In 2012 Mr Russell Adams transferred his existing pension to a SIPP with Carey Pensions UK and instructed them to invest £50,000 in Store First, an unregulated investment. He did this following ‘advice’ given by an unregulated introducer, and Carey Pensions UK (since bought over and rebranded as Options UK Personal Pensions LLP) treated it as an execution only investment. In the 10 years since that transaction, considerable legal time and effort has gone into deciding who was ultimately responsible when Mr Adams suffered a loss on this investment.

 By Fiona Tait, Technical Director at Intelligent Pensions
  
 The parties involved
  
 1. The client. Mr Adams was a lorry driver by trade and not an experienced investor. Nevertheless, he did instruct Carey Pensions to invest in Storage First and there was an argument that Carey Pensions were only doing as they were told and that Mr Adams, while unfortunate, should take at least some responsibility for his actions. It also emerged that Mr Adams had been warned against the investment but instructed Carey to proceed anyway.
  
 2. The introducer. Commercial Land & Property Brokers (CLP) were an unregulated introducer company based in Spain. They were undoubtedly responsible for persuading Mr Adams to transfer his existing pension into the Carey SIPP and to invest in Store First. It would seem clear therefore that CLP carry the responsibility for Mr Adams decision. Unfortunately, CL&P no longer exist and as they were not subject to FCA authorisation, there was no real prospect of gaining any compensation from them.
  
 3. The SIPP provider. Given the lack of accountability of CLP, the next best option for Mr Adams was Carey Pensions. They were, and are, regulated by the FCA and could therefore be held to account by both the regulator and the UK courts. Carey’s position was that they were obliged under their contract with Mr Adams to carry out his instructions and had no grounds to refuse the investment.
  
 This was however undermined by the fact that Carey Pensions had already made the decision to stop accepting business from CLP – Mr Adams transaction was then in the ‘pipeline’ and went ahead.
  
 4. The FCA. By the time this case came to court in 2018 the FCA had been concerned about SIPPs and unregulated introducers for several years. Having decided to intervene, they provided seminal evidence to both this trial and in a similar action against Berkeley Burke SIPP Administration to the effect that SIPP providers have a regulatory obligation under COBS 2.1.1R to carry out Due Diligence on potential investments and introducers. They further argued that this overrides the legal requirements of contract law.
  
 Let battle commence
  
 Round 1 – Adams v Carey Pensions.
 In May 2020, after what was later noted to be a considerable delay, the Court ruled in favour of Carey Pensions. The jubilant provider commented that the decisions provided ‘clarity to what is expected of a SIPP provider under English Law … when acting on the instructions of a client’ and that it was clear that providers should be expected to carry out execution-only business based on decisions made by their clients.
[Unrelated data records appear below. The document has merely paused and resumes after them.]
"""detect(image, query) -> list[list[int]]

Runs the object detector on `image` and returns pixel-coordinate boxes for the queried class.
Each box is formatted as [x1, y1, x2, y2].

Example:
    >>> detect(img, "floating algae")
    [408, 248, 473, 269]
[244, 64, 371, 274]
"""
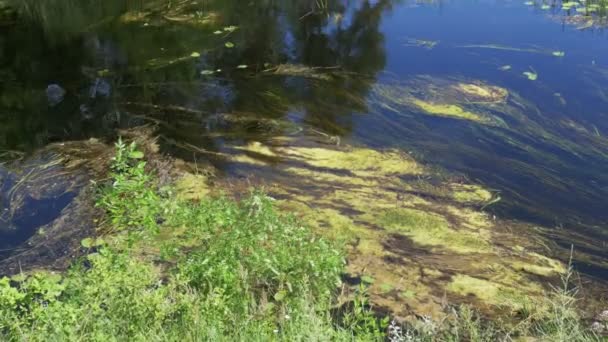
[0, 140, 113, 274]
[262, 64, 340, 81]
[369, 76, 509, 126]
[177, 138, 563, 317]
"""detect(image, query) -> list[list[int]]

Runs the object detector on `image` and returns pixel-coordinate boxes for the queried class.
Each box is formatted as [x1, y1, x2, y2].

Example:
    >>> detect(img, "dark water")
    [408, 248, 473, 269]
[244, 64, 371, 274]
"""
[0, 0, 608, 264]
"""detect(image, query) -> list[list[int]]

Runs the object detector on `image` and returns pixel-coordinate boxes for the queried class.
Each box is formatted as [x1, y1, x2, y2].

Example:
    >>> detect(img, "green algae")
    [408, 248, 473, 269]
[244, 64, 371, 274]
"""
[378, 209, 492, 254]
[175, 173, 211, 201]
[205, 137, 576, 317]
[411, 99, 484, 122]
[446, 274, 544, 310]
[450, 183, 494, 204]
[370, 76, 509, 126]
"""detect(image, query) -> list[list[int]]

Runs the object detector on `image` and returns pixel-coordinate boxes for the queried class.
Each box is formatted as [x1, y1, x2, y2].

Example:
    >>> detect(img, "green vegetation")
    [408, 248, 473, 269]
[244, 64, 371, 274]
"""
[0, 142, 595, 341]
[0, 143, 382, 341]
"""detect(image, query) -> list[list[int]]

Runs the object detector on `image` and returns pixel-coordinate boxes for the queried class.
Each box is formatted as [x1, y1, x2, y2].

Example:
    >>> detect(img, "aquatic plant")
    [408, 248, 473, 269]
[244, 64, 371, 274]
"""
[0, 143, 594, 342]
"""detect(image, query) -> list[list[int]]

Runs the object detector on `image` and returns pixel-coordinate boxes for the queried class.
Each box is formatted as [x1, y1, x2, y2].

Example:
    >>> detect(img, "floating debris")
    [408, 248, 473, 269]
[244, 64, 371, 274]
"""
[522, 71, 538, 81]
[46, 84, 66, 107]
[403, 38, 439, 50]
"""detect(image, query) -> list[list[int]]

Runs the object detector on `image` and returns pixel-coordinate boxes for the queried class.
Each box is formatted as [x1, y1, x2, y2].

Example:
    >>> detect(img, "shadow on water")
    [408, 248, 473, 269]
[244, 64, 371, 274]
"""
[0, 0, 608, 284]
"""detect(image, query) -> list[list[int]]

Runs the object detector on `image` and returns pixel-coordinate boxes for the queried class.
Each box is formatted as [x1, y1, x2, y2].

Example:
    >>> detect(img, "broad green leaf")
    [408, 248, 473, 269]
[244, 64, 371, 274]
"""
[129, 151, 144, 159]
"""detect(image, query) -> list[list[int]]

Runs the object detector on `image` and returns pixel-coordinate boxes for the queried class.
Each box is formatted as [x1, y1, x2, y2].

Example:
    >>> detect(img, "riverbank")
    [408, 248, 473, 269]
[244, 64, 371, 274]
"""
[0, 135, 595, 341]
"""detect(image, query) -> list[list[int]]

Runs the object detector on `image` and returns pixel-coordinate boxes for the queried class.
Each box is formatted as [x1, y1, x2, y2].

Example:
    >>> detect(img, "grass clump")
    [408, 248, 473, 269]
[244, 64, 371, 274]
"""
[0, 142, 384, 341]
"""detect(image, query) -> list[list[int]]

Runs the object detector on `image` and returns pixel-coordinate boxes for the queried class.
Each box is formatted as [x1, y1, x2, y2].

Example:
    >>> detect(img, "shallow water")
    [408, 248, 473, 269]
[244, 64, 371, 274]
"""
[0, 0, 608, 276]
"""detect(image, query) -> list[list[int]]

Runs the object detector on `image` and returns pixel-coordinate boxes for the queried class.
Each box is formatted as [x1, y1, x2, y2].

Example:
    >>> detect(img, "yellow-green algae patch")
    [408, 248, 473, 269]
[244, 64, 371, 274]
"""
[450, 183, 494, 203]
[446, 274, 544, 309]
[179, 138, 563, 317]
[175, 173, 210, 201]
[379, 208, 492, 254]
[369, 76, 509, 126]
[410, 98, 484, 122]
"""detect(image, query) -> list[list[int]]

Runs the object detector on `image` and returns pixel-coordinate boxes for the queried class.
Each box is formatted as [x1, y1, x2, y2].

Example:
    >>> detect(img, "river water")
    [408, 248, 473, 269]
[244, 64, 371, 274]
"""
[0, 0, 608, 275]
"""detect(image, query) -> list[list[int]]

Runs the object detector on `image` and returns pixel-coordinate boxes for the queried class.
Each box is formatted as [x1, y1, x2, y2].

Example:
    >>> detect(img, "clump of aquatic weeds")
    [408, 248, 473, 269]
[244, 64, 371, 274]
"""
[0, 142, 597, 342]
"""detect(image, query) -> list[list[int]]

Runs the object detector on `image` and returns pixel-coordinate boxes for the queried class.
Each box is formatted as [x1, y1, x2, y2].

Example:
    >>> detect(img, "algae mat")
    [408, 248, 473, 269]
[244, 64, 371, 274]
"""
[178, 138, 565, 318]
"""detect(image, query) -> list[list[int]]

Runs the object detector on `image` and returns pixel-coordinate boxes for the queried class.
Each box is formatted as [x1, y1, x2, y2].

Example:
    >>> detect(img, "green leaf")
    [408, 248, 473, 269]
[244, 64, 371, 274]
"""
[129, 151, 144, 159]
[11, 273, 27, 283]
[80, 238, 94, 248]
SIPP providers, and many advisers everywhere rejoiced.
  
 Round 2 – Court of Appeal.
 The joy was short-lived. Mr Adams was given leave to appeal the decision and in April 2021 the Court of Appeal ruled that Carey Pensions were liable for his losses. This was based on 5 factors:
 (i) (As an unsophisticated investor) Mr Adams was entitled to protection under the Financial Services Market Act (FSMA) 2000.
 (ii) Under Section 27 of FSMA 2000 SIPP providers were obliged to accept the risks of doing business with unregulated introducers.
 (iii) The number of investors ‘spontaneously’ investing in Store First should have given Carey Pensions good reason to be concerned about CLP.
 (iv) Although Carey Pensions stopped doing business with CLP in May 2012, they allowed Mr Adams’ investment to proceed.
 (v) Mr Adams’ investment was affected after Carey Pension ceased doing business with CLP.
  
 In other words, Carey Pensions was the informed party in this transaction and ought to have known better.
  
 Round 3 – The Supreme Court.
 Carey Pensions applied to the Supreme Court however they declined leave for a further appeal, setting the seal on the April 2021 judgement and opening the door to further claims from unwary investors.
  
 Lessons to be learned.
 1. Unregulated investments are a high-risk area. It is one thing for experienced trustees to take this risk under the guidance of their professional advisers, but it is difficult to see how they are suitable for the needs of the average individual investor.
 2. Financial professionals are expected to put the interests of their clients first, even when this goes against their expressed wishes. Whether it’s Consumer Duty or Law of contract, we are not order-takers and have a duty to challenge clients’ instructions if we have any concerns.